By Damian Robin

Quick, pick a good book of poems and let your soul soar. Or clip in your ear buds and listen to words by the score. Or rack up some speakers and loudly let rhetoric roar — it’s April, it’s Poetry Month, let poems take the floor.

The first National Poetry Month was in April 1996. National Poetry Month is a U.S.-specific event and not celebrated in the rest of the world. However, nobody will hold that against them as it is called the National Poetry Month so there’s no attempt at hegemony like there may have been with the World Series in baseball.

We, in this snippet of the UK, can do the English thing and be deferential while holding to an inner knowledge of superiority. The history of English poems of the United Kingdom is longer than that of the U.S. — even though the language went through many changes and few people get far in the Middle English of Chaucer without a lexicon or plain English translation. This is not even going as far as Old English where there are different characters, like one letter for the sound th.

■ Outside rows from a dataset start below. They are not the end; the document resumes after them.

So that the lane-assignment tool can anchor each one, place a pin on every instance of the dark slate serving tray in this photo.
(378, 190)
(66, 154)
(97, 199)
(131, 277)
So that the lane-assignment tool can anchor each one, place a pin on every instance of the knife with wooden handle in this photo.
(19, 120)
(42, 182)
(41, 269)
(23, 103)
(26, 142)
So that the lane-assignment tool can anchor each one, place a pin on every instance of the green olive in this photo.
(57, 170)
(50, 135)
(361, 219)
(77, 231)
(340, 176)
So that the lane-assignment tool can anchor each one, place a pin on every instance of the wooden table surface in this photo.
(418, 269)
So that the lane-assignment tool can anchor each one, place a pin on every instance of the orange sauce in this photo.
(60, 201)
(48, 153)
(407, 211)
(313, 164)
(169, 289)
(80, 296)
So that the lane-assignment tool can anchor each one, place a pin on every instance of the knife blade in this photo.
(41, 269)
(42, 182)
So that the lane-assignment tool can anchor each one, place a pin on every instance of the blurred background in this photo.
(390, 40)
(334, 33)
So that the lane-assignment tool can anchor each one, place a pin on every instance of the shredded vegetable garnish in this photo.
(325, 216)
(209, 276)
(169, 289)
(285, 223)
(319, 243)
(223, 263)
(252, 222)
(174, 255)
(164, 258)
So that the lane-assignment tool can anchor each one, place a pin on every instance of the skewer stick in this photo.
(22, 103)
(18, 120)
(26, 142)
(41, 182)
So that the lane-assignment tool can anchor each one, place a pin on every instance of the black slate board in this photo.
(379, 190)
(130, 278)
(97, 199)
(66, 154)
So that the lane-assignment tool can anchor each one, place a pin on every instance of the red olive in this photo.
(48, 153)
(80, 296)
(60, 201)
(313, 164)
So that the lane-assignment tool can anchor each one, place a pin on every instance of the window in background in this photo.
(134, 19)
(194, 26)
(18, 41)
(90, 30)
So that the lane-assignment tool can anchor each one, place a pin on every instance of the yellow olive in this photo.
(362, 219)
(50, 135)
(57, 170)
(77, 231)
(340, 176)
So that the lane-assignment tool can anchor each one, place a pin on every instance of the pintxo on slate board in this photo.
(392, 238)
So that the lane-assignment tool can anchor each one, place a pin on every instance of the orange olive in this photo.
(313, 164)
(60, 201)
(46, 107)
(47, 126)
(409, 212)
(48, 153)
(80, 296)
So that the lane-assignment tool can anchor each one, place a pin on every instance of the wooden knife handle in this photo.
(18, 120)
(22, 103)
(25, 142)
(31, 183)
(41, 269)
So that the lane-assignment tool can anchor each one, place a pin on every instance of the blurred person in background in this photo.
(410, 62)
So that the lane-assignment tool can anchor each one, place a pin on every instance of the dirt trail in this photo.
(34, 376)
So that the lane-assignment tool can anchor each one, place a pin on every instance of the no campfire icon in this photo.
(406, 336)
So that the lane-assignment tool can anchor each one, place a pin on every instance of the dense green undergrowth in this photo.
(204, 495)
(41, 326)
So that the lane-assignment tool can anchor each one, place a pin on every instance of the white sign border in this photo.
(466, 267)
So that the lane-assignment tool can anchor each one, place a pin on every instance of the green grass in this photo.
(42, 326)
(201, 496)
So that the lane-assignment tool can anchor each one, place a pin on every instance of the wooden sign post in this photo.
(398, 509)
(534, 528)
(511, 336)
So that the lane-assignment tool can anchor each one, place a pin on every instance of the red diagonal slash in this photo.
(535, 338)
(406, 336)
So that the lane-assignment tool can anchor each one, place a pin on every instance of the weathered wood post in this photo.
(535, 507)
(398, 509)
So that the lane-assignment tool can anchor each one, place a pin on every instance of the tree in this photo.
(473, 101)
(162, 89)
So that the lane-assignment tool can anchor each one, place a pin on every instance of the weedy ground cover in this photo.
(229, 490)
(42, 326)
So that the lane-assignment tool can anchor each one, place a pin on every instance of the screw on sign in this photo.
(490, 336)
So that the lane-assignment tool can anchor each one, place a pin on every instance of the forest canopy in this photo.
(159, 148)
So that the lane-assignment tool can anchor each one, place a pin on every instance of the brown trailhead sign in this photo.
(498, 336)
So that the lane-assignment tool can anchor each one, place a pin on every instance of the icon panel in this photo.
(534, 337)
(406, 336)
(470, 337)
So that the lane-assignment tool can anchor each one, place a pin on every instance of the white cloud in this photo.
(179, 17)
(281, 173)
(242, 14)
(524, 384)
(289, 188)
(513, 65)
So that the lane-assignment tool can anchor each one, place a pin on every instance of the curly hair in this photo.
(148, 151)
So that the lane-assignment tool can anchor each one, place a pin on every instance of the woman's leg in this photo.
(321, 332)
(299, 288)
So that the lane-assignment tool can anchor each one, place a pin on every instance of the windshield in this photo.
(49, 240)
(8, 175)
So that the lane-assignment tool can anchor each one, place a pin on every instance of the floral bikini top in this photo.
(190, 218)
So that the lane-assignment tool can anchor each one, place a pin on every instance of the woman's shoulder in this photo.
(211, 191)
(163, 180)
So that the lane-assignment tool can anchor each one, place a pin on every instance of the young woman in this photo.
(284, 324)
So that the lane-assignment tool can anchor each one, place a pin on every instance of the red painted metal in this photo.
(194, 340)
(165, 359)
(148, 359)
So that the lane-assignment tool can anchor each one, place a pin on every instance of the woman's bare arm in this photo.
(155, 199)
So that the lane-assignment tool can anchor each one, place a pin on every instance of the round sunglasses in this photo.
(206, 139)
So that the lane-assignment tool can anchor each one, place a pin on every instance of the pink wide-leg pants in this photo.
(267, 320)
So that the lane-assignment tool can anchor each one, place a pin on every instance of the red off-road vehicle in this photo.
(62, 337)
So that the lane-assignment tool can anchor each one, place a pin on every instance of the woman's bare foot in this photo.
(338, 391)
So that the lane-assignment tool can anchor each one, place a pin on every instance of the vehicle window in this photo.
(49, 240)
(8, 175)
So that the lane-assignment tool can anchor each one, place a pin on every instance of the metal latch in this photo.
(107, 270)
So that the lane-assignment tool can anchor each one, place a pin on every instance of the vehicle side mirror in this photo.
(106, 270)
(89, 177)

Of course, this applies to prose as well as poetry, but let’s stick with the short line stuff. For Example, April was chosen to be the U.S. National Poetry Month by poets, booksellers, librarians, and teachers as “a month when poetry could be celebrated with the highest level of participation,” according to poets.org, the website of the Academy of American Poets who promote the Month. “April seemed the best time within the year to turn attention toward the art of poetry—in an ultimate effort to encourage poetry readership year-round.”

So their reasoning has elements of Spring, the season of renewal, and where growth starts. Many poems begin with April and Spring’s transformative qualities. Take Chaucer as an example.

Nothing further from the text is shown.